Egg Drop Soup with Quorn Swedish Style Ball and Tofu
A classic Chinese soup that’s made with simple ingredients and yet giving it a flavourful and rich taste with every spoon. Add some Quorn Swedish Style Balls in to give it the additional nutrition you need.
A Little Effort
- 150g Quorn Swedish Style Balls
- 60g tomatoes – diced
- 80g pickled mustard greens/ zha cai – diced
- 1 block silken tofu (Approx. 300 g) – diced
- 1 egg
- 500ml vegetable consommé (refer to recipe below)
- ¼ tsp salt
- ¼ tsp sugar
- 1-2g Chinese dried seaweed – for garnish
- Spring onion – chopped for garnish
- Coriander – chopped for garnish
- 300g Chinese cabbage
- 300g celery
- 300g carrot
- 200g white onion
- 200g dried soy bean – soaked in water for an hour
- 10g white peppercorn
- 3L water
- Bring vegetable consommé to a boil. Add in pickled mustard greens and simmer for 2 minutes.

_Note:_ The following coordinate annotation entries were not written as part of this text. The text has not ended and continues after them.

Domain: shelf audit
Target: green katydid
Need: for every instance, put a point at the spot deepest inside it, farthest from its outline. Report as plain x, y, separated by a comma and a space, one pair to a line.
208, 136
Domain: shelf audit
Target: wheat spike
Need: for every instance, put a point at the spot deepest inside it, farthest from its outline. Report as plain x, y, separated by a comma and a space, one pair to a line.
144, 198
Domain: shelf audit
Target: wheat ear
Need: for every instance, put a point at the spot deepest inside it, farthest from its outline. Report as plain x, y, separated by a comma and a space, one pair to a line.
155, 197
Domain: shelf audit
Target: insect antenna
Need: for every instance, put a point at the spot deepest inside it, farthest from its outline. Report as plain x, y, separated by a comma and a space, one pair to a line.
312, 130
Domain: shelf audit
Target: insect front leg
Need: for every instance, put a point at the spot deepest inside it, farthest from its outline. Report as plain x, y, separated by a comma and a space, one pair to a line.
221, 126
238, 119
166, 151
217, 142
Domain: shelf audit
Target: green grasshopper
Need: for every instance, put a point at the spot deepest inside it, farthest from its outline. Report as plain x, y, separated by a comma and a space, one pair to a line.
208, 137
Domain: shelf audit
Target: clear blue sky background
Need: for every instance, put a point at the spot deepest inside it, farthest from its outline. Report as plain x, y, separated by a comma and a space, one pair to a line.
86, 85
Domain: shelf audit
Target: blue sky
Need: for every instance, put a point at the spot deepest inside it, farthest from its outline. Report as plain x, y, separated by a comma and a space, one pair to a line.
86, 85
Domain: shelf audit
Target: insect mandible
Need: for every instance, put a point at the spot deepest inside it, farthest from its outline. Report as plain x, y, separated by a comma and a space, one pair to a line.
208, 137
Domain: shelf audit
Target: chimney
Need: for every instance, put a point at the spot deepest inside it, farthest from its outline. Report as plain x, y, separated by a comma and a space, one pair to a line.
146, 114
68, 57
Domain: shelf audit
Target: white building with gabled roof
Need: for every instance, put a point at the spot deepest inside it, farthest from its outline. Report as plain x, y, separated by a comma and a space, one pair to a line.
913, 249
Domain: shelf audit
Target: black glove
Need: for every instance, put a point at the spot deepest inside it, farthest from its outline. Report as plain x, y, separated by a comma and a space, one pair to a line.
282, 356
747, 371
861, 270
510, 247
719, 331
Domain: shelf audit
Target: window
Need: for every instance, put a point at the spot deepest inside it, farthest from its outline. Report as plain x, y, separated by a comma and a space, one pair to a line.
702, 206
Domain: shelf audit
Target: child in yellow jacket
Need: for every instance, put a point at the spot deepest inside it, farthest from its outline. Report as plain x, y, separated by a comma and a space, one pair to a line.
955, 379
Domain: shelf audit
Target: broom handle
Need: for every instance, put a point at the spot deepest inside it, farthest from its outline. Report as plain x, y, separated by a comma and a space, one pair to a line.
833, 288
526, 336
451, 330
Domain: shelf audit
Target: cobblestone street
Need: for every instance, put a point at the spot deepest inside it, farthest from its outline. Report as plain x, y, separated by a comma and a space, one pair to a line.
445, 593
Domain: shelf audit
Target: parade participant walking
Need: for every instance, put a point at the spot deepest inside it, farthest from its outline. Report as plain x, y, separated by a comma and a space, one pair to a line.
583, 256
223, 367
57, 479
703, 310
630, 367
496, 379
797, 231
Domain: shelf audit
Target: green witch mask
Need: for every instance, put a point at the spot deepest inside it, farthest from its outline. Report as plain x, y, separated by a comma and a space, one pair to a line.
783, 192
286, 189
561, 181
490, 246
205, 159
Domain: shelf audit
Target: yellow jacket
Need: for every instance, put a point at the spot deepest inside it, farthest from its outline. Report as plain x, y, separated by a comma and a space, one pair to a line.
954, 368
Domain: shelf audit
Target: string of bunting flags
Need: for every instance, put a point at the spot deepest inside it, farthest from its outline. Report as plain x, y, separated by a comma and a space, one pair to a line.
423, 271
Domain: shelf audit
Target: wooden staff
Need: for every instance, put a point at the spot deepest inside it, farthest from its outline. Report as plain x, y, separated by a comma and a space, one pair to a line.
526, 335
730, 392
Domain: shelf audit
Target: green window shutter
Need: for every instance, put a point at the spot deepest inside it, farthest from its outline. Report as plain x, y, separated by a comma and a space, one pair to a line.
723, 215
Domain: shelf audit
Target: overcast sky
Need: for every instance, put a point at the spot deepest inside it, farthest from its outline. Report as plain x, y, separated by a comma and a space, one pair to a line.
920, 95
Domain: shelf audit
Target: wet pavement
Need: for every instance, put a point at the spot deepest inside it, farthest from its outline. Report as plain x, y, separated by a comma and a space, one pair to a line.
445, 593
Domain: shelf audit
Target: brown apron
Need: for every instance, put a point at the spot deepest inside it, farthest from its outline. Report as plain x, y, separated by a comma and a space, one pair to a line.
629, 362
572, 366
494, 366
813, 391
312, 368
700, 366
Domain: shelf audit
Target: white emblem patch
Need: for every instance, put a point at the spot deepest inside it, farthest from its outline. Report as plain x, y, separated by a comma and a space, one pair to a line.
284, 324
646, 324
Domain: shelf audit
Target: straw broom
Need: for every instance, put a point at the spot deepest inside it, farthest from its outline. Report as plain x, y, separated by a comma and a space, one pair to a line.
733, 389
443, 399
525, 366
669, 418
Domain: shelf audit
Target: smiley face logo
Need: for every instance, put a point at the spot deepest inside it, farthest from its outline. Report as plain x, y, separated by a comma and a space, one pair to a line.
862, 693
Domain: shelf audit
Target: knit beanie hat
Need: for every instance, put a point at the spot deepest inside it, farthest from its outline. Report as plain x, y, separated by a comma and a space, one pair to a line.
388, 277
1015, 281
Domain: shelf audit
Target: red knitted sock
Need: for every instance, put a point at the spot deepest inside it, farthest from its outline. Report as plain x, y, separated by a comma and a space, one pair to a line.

- Add tomatoes, tofu and Quorn Swedish Style Balls into the mixture. Bring it back up to a boil and stir until the tomatoes are cooked through
- Season to taste with salt and sugar.
- Whisk the eggs in a bowl and slowly drizzle into the boiling broth mixture.
- Serve and garnish with seaweed, spring onion and coriander.
- Dice all vegetables
- In a large stock pot, bring 3L of water to boil, and add in all ingredients then bring to boiling
- Simmer over a low heat for an hour or until the liquid has reduced to about 1 litre
- Remove the vegetables and store the stock for use.